TABLE III: Attained autotuned performance with bricks in GStencil/s and speedup (in parenthesis) over the best tuned tiled implementation. Observe, as stencil complexity increases, so too does the benefit of bricks.



Fig. 10: Roofline figure for benchmarks running on the P100 Pascal GPU where each dot represents our optimized brick performance for a different stencil.

#### D. Performance Portability

To assess the performance portability of bricks, we adopt the performance portability metric  $\mathbf{P}$  across a set of platforms H as defined by Pennycook et al. [34], [35] as reproduced in Equation 1. In that formalism, we define the metric's efficiency  $e_i(a, p)$  for application a and problem p on platform i as the fraction-of-roofline.

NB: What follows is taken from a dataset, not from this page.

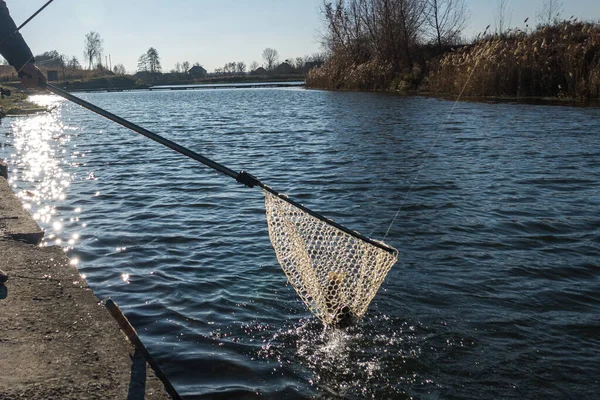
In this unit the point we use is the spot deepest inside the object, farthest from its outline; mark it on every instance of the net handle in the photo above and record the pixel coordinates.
(242, 177)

$$\mathbf{P}(a, p, \mathbf{H}) = \begin{cases} \frac{|\mathbf{H}|}{\sum_{i \in \mathbf{H}} \frac{1}{e_i(a, p)}} & \text{if } i \text{ is supported,} \\ \forall i \in \mathbf{H} \\ 0 & \text{otherwise} \end{cases}$$
(1)

Table IV presents the resultant efficiencies (performance relative to Roofline) for each platform, stencil, and precision. Additionally, we show performance portability using Equation 1 for a given stencil and precision, and again averaged over all stencils for a given precision. We observe that the smaller stencils are generally memory-bound and attain high fractions of the Roofline for most platforms. Consistently high efficiencies produce high performance portability  $\mathbf{P}$ . Conversely, the consistently moderate efficiency for the 125-point stencil produces a moderate  $\mathbf{P}$ . Overall, across all platforms and stencils, we attain a performance portability  $\mathbf{P}$  of 72% in double precision.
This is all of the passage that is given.